Yet another eve of departure.

Tomorrow morning, I will board a bus outside the little cinema on Aldeburgh's High Street and head off to Ipswich, where I will catch my train back to London, where I will check into my hotel, make a few essential phone calls (like letting the airline know that I won't be boarding my return flight to the US that's still scheduled for 20 April), and go out to get my hair cut for the first time since 23 December. It's a mark of how awesome a haircut it was--really, one of the best of my life, and completely worth having made the detour to Columbus to get it while I was in Ohio that day--that I don't look like a raving fool even though I'm a short-haired woman who hasn't had a haircut for nearly four months.

In other words, I'll step back into the busy round of things. On Sunday morning, having gotten back to my little house the night before, I'll board a train for Exeter, and by evening, I'll be in a hotel in Dublin with my brood of students, all reunited after a couple of weeks of jaunting about on their own.

All of this is fine, and I'm happy about it (especially the travelling that's coming up, because we're going to do amazing things), but I am feeling bereft in advance about having to leave this little town by the sea--and not least because I have found myself too afraid to crack into the watercolor set I brought with me, and now I want one more day on which I swear that I will wet a brush and plunge in. (Everything teaches something valuable: I'm not even to Lily Briscoe territory here, holding a brush and paralyzed about how to begin. My brushes are still in their packet.)

A few years ago, I made a list of things I wanted to get into my life. That was barely weeks before I found the monastery, barely weeks before all manner of sea changes began taking place in my life. And one of the things on my list was that it was starting to feel like about time to get to the ocean and the mountains.

Well: here I am at one, and here I have been putting myself beside the sea whenever I can this year, and here I am about to take my students on a seventeen-day excursion that will take us through, around, over, and up mountains and along, beside, and over seas. The monastery, of course, takes its very name from the fact that it sits amidst mountains. And I have recent news--about which I'm still waiting for specific details--that tells me that I'm going to be spending a significant part of next year in and amidst yet more mountains.

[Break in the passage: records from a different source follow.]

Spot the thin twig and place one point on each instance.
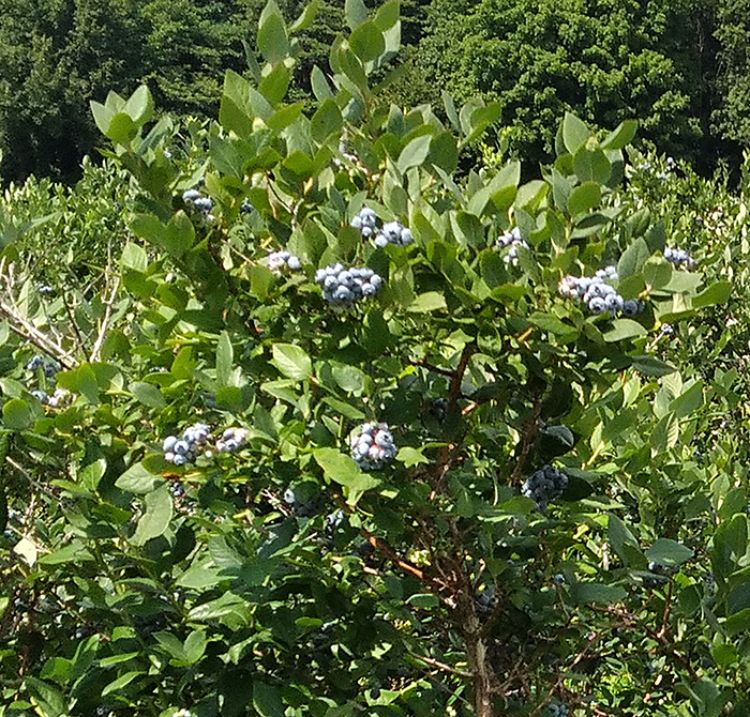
(442, 666)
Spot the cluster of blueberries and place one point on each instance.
(280, 260)
(367, 222)
(544, 485)
(598, 295)
(50, 368)
(394, 233)
(513, 240)
(231, 440)
(390, 233)
(373, 446)
(183, 450)
(679, 257)
(195, 200)
(344, 287)
(659, 575)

None of these is the place where I am supposed to be, yet. Even this place, where I have loved being, is not my place: I know that my reluctance to re-pack my suitcase and prepare to leave is partly about the fact that this very dwelling where I've spent the past week is a place I can imagine inhabiting happily--the right size, the right amenities (even if it weren't beside the sea). It's also about the fact that I've been so close, here, not only to the sea but also to yet another little fertile creativity, in the shape of Snape Maltings, where I heard Beethoven's Ninth Symphony performed on Sunday afternoon and left the concert hall feeling ecstatic, blessed, beatified. My new rule of thumb: when possible, be where bodies are actually performing. Recordings and projections are far, far better than nothing. But I haven't felt anything like the shivers up the back of my neck I felt on Sunday since the best of the performances I saw with my students last semester. The symphony itself throws shivers all through me. But being there while it was being performed had me in a state of joyous agitation for which I didn't and still don't have the right words.

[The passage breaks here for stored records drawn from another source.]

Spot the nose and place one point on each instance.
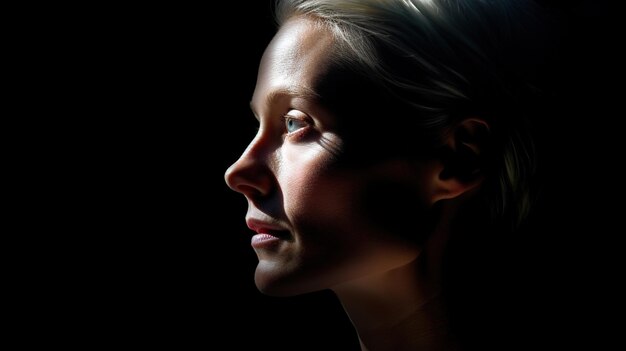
(250, 175)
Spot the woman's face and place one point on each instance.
(317, 223)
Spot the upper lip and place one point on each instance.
(261, 226)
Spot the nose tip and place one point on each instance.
(229, 177)
(249, 177)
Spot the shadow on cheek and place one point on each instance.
(395, 208)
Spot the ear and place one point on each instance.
(459, 168)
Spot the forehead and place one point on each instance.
(295, 60)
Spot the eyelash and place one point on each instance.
(300, 132)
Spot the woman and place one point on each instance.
(392, 140)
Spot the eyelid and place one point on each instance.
(306, 124)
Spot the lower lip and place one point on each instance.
(263, 240)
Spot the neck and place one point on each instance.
(401, 309)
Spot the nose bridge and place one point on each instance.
(251, 173)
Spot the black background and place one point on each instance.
(162, 256)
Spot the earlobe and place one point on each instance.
(459, 167)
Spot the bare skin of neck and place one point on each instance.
(401, 309)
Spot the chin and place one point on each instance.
(273, 279)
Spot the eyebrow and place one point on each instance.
(297, 92)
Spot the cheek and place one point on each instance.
(311, 188)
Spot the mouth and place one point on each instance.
(267, 234)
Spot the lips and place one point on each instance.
(267, 228)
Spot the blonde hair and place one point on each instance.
(444, 59)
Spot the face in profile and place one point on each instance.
(318, 223)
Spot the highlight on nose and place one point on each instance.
(248, 177)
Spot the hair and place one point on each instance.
(436, 62)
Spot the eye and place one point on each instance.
(293, 124)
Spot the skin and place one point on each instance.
(325, 214)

I'm going to have to make my own place: none of the places where I've been is where I'm supposed to be, and every place I've gone has helped me understand that better, with greater nuance. One of the places I'm going to make--and I may just have figured this particular thing out this morning, in the clawfoot tub where I've spent at least an hour every single day that I've been in this flat--is a longform piece of writing, a home in words. A nest of words, even.

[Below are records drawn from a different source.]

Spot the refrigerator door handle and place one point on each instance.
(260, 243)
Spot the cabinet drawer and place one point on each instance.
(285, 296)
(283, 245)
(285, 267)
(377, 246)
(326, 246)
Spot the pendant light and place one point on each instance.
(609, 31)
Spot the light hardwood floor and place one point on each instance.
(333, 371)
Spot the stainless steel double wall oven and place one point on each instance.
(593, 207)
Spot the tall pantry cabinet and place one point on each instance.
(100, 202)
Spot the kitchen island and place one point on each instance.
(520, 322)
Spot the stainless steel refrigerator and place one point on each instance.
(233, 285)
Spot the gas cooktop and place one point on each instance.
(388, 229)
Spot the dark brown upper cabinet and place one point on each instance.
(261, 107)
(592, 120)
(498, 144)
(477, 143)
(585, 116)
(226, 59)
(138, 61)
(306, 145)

And that, too, was on the list I made, several years ago, of things I wanted to get into my life.

If you stand and watch the sea for any length of time, you start to see different motions at work: there's the cycle of the waves sliding onto (or fighting each other to) the shore, and there's the slower, longer cycle, the current that works under the surface, that is both check and goad, that is inexorable deep force, that is not always visible but is always at work. Much of what I find myself studying these days is that which takes years, decades, generations, millennia to bring forth.

Did I mention that tomorrow I turn 36?

Jaunting to Southwold.

Today I braved a fairly labyrinthine regional bus system and made my way up the coast to Southwold, which I believe is the only town I've ever visited where the lighthouse is actually in town. It reappears when you least expect it.

Also, there was this, on the pier:

Verdict: it was worth the trip. Also because I got to ride through Thorpeness, and to see a sign (somewhere else) painted in white on the side of an unfinished building (a house, I believe) made of cement blocks, "Leave me alone I am an innocent man"--and then followed by a pair of initials linked by a heart. Small-town England is no less strange than small-town America, but it is differently so.